I had DD aged 22 and no-one, no-one told me how painful giving birth would be!! I knew it would hurt a lot but as I have a very high pain threshold I thought I would cope. How wrong was I! If someone would have passed me a gun I would have shot myself in the head the pain was so intense. I was 2 weeks and a day overdue and been in labour for 30 hours before I was begging for an epidural. They did warn me that it could prolong labour but I just needed the relief. The only people I know who haven't had epi's are those who find giving birth quick and easy and have not struggled through a painful labour for days. Unfortunately dd was born with erbs palsy after shoulder dystocia but this was caused by fundal pressure being applied to try to pop her out and had nothing to do with the epidural, in fact they would not top it up from 9cms dilation on so I had no pain relief at all when I started pushing. The only thing I didn't like was my sacrum had a small numb patch on it for years after, a small discomfort compared to giving birth!! Good luck and hope you enjoy a pain free labour!!

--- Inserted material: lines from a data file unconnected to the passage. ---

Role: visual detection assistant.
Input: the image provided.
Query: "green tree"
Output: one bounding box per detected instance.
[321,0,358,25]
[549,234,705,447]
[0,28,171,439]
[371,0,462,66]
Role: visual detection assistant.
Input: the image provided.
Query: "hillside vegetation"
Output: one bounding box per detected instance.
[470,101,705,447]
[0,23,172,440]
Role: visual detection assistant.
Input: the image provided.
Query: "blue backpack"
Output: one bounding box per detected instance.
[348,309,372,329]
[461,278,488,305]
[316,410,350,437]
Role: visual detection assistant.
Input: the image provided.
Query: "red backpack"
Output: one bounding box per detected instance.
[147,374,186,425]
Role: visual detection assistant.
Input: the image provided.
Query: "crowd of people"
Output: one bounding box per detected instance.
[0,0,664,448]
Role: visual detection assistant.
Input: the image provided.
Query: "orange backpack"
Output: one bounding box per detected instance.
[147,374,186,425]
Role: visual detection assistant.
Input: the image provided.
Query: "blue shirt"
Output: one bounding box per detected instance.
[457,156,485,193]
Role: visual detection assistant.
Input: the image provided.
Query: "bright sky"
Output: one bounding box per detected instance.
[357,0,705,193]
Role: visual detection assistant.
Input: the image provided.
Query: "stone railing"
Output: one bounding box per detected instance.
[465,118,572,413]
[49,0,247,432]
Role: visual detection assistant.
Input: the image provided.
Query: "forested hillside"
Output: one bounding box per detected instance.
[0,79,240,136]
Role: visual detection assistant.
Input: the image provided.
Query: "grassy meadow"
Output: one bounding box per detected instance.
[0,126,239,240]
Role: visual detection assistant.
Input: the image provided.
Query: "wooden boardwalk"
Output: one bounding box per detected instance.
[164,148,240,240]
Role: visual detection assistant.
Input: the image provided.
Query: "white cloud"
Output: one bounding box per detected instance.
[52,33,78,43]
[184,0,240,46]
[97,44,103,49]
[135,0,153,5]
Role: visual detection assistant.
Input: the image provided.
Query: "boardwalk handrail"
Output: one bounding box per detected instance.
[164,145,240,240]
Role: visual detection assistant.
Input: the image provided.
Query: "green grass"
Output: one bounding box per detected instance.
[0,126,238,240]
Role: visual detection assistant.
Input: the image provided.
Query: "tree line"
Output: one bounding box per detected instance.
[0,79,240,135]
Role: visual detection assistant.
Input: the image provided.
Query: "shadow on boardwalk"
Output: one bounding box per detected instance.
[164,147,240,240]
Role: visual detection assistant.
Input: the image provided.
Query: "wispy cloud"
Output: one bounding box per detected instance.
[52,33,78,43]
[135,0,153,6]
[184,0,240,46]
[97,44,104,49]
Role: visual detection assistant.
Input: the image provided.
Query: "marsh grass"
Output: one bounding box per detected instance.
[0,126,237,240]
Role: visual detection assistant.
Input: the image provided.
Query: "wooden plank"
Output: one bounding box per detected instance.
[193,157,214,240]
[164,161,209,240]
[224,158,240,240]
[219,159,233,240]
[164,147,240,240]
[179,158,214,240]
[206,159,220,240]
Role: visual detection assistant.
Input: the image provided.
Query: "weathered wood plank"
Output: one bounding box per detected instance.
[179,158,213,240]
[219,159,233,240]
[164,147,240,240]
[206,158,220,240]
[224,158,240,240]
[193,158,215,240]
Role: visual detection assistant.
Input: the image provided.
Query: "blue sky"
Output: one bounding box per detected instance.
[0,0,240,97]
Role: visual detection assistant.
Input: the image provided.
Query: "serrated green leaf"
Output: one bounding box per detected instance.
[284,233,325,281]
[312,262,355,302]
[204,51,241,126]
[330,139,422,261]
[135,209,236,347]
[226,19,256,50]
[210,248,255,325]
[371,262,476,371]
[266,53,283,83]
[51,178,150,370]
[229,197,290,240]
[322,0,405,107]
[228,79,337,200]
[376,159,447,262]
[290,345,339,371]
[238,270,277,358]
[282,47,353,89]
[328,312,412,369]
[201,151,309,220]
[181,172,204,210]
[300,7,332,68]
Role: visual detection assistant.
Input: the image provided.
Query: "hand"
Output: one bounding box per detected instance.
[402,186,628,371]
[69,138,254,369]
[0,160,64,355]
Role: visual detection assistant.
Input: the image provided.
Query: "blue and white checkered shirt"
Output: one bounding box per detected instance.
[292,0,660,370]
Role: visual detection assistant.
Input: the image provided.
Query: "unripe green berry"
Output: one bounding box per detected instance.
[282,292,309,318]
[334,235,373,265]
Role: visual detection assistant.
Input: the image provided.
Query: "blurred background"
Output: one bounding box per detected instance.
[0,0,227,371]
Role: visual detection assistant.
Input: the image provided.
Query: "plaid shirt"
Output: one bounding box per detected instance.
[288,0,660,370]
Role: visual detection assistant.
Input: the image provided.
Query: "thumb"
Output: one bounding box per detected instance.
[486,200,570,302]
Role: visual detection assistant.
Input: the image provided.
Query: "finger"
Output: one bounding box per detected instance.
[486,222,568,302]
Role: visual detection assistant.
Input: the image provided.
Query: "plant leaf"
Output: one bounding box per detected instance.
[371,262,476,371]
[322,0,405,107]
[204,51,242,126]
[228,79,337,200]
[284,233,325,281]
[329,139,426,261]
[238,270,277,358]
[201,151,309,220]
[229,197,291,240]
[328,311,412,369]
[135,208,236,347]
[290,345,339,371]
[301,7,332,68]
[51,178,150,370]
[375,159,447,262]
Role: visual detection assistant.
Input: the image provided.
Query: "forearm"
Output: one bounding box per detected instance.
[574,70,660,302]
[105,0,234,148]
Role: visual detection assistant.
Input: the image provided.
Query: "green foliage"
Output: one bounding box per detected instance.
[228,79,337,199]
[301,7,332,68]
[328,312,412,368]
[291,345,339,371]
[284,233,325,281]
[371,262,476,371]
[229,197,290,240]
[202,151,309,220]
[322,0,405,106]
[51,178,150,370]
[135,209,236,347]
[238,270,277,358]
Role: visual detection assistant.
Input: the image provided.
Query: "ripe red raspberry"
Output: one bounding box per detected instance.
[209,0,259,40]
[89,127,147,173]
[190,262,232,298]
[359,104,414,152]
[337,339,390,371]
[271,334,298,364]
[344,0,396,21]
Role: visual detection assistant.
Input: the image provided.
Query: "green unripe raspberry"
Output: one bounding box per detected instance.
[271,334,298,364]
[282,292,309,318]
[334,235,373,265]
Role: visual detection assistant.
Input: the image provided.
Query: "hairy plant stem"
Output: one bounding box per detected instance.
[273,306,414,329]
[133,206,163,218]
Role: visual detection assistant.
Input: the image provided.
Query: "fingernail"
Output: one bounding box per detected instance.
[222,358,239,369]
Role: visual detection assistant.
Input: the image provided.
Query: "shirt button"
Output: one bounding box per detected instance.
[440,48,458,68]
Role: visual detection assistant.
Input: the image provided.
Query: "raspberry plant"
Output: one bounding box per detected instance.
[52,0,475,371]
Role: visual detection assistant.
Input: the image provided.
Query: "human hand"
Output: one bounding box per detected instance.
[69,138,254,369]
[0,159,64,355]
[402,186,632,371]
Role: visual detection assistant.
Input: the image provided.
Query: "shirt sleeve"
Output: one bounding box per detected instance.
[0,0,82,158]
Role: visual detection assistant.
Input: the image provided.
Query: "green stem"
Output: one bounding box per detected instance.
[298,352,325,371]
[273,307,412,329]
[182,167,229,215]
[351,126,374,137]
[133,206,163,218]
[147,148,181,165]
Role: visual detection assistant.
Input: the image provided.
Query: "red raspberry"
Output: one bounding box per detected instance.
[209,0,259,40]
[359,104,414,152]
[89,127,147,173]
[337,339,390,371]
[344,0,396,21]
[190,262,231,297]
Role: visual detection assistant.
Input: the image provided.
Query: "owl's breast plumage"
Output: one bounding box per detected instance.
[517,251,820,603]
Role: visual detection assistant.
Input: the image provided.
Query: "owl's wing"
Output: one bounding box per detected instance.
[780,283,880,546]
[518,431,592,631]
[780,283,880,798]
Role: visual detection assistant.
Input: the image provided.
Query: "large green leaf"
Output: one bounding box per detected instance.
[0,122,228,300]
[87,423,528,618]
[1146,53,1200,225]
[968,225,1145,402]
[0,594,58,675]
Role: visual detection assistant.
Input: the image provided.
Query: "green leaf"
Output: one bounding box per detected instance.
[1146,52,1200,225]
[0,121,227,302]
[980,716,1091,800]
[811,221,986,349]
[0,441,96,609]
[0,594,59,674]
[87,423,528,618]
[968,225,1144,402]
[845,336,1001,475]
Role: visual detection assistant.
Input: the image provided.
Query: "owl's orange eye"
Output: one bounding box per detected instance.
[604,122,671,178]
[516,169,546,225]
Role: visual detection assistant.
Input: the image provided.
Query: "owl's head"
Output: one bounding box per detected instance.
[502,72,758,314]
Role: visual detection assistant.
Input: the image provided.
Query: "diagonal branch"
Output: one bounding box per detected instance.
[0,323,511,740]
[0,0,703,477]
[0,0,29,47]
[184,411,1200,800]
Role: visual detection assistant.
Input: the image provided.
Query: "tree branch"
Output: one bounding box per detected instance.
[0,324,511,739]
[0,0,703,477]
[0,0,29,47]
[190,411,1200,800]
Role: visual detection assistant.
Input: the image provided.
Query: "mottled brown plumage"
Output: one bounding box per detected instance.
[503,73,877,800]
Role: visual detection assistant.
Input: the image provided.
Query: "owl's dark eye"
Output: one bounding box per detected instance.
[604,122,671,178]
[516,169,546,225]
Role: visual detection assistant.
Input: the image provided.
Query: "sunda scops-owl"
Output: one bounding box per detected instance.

Francagoestohollywood · 12/04/2010 10:40

I'm not at all against epidurals.
I've never had one though, as my first baby was born in Milan and at that time it was difficult to get one, and I had a very easy, fast labour with my second, so I didn't really get to a stage where I felt I needed some help with my pain.

Actually, I recently read some Italian statistics: in regions where epidurals are done routinely the rate of c sections is actually lower than in regions where epidurals aren't performed regularly.